Сначала вскрыли раку и растащили мощи святого Арсения, затем, воспитывая в себе силу воли, а заодно с надеждой отыскать золото и драгоценности, разрыли все могилы, где лежали кости игуменов и монахов. В захоронениях именитых людей, кто жертвовал на монастырь, кое-что находили, чаще золотые и серебряные крестики, перстни, кольца и цепочки, которые превращались в валюту — через караульных покупали табак и самогонку. Время от времени устраивался шмон, охрана все отнимала и забирала себе — потому и смотрела сквозь пальцы, как гробокопатели по ночам роются на монастырском кладбище или долбят стены и полы в храмах. По мере перевоспитания некоторых беспризорников отпускали на работы за ворота и без конвоя, поэтому в течение нескольких лет перекопали все могилы и на приходском кладбище. Пока существовала колония, жители ближайших деревень на топорах спали, с сумерками девушек и молодых женщин запирали в амбарах и спускали собак.

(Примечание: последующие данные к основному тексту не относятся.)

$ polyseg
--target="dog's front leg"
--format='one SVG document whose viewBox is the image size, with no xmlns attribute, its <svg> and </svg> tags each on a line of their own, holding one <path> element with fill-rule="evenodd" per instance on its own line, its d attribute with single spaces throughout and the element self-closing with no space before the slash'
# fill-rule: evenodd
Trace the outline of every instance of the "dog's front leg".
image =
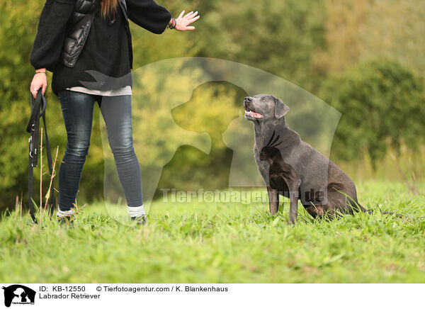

Все закончилось в тридцать третьем году, неожиданно, странно и страшно, причем, опять в ту же страстную неделю, по уверениям местных жителей, в четверг. Событие это иначе, как божья кара, не воспринималось, а все остальное уже как следствие наказания. Скорее всего, воспитанники вскрыли могилу человека, умершего от сибирской язвы, либо от еще какой-то неясной и очень похожей болезни. В течение нескольких дней колония превратилась в госпиталь, воспитанников в больницы не вывозили, вдвое усилили караул и пытались лечить на месте. По словам редких очевидцев, мальчишки на глазах превращались в скелет, в живую мумию и сгорали за два-три дня. К страстной субботе в живых не осталось ни одного. Погибли и охранники, в основном, жители окрестных деревень, которых тоже не выпускал из колонии специальный отряд ОГПУ. Потом приехали люди в газовых масках, собрали всех умерших и закопали в одну братскую могилу, залив ее сверху полуметровым слоем бетона. Сам монастырь обработали какой-то вонючей, едкой жидкостью, заперли ворота и повесили табличку — опасная зона. Около месяца здесь стояла охрана, после чего все уехали, и Соринская Пустынь надолго превратилась в пустыню. Приходили сюда лишь на приходское кладбище, и то со страхом озираясь на замшелые стены.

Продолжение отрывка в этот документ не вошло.